La question de la dette africaine réunit cette semaine à Nairobi des acteurs politiques, techniques et de la société civile venus de plusieurs pays du continent.


Le RIDDEF figure parmi les organisations participantes à la sixième édition de la Conférence africaine sur la dette et le développement, organisée par l’African Forum and Network on Debt and Development (AFRODAD) du 26 au 28 août 2026 au Radisson Blu de Nairobi.


La délégation ivoirienne est conduite par Chantal Ayemou, présidente du RIDDEF.


Cette édition de l’AfCoDD VI est placée sous le thème : « From Fragmentation to Influence: Advancing the Common African Position on Debt », soit « De la fragmentation à l’influence : faire progresser la position africaine commune sur la dette ».


Les discussions portent notamment sur les moyens de renforcer la coordination des pays africains face aux enjeux liés à l’endettement et de transformer les positions communes du continent en actions concrètes.


La conférence accorde également une place importante à la participation citoyenne et au rôle des organisations de la société civile dans le suivi des politiques publiques liées à la dette et au développement.


La rencontre intervient dans le prolongement de l’adoption, en février 2026, de la Position africaine commune sur la dette (CAP on Debt).

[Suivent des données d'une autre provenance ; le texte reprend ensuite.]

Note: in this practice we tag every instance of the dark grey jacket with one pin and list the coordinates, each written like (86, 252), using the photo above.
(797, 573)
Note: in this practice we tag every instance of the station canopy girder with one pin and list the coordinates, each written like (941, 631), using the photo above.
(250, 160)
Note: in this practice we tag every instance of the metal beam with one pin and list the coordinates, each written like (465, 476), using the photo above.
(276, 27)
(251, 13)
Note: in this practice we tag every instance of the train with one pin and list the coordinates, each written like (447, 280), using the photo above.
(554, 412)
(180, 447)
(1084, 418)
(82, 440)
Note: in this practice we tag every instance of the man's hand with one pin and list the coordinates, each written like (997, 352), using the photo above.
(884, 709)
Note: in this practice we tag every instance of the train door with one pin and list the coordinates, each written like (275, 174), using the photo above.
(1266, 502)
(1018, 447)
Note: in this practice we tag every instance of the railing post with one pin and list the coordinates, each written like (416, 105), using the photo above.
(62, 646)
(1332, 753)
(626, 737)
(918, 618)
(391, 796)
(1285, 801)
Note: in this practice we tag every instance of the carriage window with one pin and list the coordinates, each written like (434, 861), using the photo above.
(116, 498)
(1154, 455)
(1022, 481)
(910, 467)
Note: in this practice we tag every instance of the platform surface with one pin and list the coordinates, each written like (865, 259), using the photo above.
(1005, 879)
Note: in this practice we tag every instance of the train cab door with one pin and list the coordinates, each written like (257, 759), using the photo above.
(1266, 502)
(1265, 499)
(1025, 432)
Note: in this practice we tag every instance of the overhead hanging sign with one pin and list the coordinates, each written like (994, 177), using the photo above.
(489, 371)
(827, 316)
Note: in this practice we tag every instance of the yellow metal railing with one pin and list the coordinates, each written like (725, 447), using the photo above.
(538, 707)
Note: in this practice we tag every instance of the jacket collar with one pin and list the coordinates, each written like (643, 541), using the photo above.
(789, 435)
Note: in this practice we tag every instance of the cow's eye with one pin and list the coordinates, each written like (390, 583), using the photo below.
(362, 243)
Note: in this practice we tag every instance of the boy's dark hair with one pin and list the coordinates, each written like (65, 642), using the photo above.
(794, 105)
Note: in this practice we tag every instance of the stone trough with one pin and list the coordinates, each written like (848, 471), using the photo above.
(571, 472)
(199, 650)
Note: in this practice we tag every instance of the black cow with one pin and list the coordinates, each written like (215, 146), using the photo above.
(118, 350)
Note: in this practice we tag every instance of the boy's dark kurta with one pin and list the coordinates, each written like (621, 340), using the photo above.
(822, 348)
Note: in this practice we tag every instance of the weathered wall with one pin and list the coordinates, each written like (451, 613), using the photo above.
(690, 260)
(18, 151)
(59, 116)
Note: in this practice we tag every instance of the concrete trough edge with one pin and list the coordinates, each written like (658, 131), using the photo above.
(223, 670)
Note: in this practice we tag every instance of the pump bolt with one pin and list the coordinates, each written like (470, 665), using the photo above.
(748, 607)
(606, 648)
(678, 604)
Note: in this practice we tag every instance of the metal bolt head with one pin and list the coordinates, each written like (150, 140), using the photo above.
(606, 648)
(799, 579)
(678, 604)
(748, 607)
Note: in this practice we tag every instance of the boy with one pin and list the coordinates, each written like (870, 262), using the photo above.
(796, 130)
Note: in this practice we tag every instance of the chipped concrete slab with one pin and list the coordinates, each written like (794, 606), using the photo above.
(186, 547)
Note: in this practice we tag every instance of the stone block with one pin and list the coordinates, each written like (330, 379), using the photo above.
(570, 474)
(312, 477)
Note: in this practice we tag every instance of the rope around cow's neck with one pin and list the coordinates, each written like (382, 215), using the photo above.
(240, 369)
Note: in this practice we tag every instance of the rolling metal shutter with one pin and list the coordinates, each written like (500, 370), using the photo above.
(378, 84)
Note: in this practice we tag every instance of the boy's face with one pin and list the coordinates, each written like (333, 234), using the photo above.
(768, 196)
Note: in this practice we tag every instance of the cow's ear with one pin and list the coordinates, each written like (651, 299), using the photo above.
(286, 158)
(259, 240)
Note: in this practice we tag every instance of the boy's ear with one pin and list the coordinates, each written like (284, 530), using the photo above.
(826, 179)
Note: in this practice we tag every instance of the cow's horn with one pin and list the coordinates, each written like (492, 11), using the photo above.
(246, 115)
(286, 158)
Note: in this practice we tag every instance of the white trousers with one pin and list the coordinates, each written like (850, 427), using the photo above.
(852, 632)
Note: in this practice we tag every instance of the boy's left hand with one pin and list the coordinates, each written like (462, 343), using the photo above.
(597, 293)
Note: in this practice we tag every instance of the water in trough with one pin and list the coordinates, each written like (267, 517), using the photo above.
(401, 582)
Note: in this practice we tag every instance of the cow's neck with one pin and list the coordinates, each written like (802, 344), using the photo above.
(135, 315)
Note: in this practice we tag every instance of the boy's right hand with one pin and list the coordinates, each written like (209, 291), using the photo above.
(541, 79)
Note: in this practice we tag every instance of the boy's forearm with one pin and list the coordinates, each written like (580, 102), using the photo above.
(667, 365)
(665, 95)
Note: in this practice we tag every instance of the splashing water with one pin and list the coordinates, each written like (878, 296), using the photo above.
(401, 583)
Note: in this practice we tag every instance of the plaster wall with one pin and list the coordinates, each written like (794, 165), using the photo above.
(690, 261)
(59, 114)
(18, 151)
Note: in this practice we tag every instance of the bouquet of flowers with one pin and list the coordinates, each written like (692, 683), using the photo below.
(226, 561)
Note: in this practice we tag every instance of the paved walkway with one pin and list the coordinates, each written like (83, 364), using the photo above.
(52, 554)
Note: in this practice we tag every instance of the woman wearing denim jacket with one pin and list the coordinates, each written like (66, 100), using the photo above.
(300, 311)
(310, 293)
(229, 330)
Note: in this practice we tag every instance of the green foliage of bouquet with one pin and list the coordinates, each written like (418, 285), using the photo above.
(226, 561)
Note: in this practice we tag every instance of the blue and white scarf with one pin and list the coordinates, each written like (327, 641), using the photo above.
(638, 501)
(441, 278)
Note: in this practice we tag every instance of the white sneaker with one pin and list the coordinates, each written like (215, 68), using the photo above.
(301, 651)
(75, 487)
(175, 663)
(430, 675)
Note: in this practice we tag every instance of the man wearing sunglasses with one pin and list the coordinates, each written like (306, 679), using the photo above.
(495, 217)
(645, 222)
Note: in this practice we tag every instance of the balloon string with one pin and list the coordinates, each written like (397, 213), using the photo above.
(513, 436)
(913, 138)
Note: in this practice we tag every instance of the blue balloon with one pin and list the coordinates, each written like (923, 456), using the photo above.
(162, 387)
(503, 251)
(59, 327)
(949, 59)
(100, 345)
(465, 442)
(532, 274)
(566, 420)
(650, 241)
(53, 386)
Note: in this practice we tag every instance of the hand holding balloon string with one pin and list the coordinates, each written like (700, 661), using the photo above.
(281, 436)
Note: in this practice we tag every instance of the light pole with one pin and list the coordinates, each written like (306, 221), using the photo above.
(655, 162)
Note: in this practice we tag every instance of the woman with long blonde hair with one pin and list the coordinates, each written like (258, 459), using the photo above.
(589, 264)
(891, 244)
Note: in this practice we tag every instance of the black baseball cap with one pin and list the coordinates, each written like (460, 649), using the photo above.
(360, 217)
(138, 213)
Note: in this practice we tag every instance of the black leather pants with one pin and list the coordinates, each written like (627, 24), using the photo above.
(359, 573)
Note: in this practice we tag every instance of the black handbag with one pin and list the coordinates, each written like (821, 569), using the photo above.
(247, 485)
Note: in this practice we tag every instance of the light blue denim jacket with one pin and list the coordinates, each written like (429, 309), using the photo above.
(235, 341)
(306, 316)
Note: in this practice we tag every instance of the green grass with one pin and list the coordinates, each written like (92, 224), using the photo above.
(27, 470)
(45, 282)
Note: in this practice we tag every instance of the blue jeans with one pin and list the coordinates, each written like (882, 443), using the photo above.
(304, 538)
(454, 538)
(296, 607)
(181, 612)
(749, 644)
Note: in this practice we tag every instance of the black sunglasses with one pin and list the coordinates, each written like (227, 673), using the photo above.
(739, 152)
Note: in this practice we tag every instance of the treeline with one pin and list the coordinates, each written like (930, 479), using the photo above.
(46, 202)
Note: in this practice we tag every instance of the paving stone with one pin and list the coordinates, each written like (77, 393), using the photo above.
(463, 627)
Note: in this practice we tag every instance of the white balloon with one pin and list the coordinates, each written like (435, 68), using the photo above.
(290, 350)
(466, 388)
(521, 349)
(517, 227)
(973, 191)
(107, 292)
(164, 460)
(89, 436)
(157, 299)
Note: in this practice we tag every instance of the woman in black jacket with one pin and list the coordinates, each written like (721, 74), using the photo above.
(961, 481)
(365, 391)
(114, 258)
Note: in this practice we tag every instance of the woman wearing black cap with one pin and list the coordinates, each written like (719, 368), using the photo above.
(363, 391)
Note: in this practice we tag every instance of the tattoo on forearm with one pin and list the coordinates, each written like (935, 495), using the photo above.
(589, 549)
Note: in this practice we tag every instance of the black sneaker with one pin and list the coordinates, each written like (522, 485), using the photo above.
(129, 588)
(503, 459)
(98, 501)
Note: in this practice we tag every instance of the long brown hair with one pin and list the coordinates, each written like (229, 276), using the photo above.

Ce cadre continental vise à renforcer la solidarité entre les pays africains face aux défis liés à la dette et à favoriser une approche commune dans les discussions internationales.


À Nairobi, les participants cherchent notamment à réfléchir aux moyens de donner une traduction opérationnelle à cette position et d’accroître son poids dans les débats sur l’architecture financière internationale.


Pour les organisations de la société civile, l’enjeu consiste également à renforcer le contrôle citoyen et la responsabilité des différents acteurs impliqués dans la gestion de la dette.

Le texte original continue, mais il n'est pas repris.